I'm working on an application for which it would be great to have the following functionality:
Say that you have a collection $C$ of $n$ events, for now let's set $n = 3$ and call the events $a, b,$ and $c$
Given $k$, say that for any subset $K \subset C$ s.t. $||K|| = k < n$ of the set of events, you can produce the complete set of joint and conditional probabilities for any combination of the $k$ events. So, if $n = 3$ and $k = 2$, you would have complete information about
$p(a | b)$, $p(b | a)$, $p(a | \neg b)$, $p(a \wedge b)$, $p(\neg (a \wedge b))$, etc., etc.
$p(a | c)$, $p(c | a)$, $p(a | \neg c)$, $p(a \wedge c)$, $p(\neg (a \wedge c))$, etc., etc.
$p(c | b)$, $p(b | c)$, $p(c | \neg b)$, $p(c \wedge b)$, $p(\neg (c \wedge b))$, etc., etc.
Is there a 'correct' way to estimate the corresponding values for the joint and conditional probabilities for a, b, AND c?
Things such as $p(a \wedge b \wedge c)$, $p(\neg (a \wedge b \wedge c))$, $p(a | b \wedge c)$, $p(a \wedge b | c)$, etc., etc.

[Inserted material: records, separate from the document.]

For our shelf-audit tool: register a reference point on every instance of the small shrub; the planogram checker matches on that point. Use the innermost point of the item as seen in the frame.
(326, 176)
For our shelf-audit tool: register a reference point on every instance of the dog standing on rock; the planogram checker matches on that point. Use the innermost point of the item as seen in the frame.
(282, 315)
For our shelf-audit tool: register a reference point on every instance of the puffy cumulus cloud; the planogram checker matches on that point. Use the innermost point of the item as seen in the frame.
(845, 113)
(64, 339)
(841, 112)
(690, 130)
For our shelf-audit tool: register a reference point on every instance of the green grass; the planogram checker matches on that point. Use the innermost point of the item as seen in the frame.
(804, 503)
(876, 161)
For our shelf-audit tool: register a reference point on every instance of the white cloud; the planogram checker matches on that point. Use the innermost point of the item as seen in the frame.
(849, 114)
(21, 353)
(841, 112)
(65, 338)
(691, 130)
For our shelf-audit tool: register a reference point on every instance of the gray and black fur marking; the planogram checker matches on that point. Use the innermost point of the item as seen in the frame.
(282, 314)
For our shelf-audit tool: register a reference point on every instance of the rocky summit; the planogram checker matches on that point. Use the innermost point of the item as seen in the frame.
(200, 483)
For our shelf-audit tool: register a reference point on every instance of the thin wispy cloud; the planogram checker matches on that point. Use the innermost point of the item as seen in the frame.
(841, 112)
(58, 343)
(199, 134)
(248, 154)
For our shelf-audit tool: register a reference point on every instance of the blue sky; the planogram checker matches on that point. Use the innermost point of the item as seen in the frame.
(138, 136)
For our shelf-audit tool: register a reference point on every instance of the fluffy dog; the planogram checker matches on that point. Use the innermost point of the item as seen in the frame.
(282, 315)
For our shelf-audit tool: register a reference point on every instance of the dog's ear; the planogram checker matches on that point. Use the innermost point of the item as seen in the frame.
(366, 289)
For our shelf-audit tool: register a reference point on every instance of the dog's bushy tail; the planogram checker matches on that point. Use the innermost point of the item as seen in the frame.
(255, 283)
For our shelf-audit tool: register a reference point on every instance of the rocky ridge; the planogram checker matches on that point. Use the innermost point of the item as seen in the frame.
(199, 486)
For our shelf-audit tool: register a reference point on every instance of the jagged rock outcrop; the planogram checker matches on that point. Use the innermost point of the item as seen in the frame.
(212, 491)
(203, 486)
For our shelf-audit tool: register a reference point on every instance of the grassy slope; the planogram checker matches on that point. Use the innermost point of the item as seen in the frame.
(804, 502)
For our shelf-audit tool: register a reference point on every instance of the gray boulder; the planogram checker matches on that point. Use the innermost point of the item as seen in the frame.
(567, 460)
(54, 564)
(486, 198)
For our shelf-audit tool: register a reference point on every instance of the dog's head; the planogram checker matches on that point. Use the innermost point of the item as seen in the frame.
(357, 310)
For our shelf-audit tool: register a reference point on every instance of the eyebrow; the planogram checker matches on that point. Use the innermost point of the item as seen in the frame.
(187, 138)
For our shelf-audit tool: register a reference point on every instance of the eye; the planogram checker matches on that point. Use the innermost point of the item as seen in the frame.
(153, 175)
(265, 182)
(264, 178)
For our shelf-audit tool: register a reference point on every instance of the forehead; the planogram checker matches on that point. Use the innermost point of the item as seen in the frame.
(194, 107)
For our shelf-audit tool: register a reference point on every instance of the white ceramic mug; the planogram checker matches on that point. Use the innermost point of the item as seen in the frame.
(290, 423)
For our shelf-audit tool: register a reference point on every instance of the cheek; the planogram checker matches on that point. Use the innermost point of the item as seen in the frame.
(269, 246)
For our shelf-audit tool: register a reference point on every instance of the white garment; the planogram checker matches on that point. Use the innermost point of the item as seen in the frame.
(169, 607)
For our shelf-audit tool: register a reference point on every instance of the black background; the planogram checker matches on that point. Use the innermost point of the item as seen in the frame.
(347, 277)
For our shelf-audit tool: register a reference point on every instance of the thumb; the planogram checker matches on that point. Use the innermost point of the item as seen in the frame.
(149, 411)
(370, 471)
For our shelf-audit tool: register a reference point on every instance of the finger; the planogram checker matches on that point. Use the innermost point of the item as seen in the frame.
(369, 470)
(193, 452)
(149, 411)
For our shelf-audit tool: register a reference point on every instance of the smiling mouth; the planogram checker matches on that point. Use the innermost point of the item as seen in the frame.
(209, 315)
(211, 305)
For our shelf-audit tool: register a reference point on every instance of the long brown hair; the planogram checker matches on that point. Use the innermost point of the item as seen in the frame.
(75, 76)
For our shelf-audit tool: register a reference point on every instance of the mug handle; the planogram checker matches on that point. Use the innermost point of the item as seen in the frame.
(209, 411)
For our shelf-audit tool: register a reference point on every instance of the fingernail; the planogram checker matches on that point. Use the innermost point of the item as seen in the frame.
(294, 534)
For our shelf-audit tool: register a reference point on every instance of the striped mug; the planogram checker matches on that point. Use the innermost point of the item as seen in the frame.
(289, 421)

I am especially interested in the general case.
Edit
I should have been more expansive in my questions, as regardless of whether or not there is a 'correct' way of answering this question, if there are methods that allow one to say anything interesting about the bounds, or anything interesting at all, really, about the joint & conditional probabilities of a, b, and c, than those methods will be very useful to me.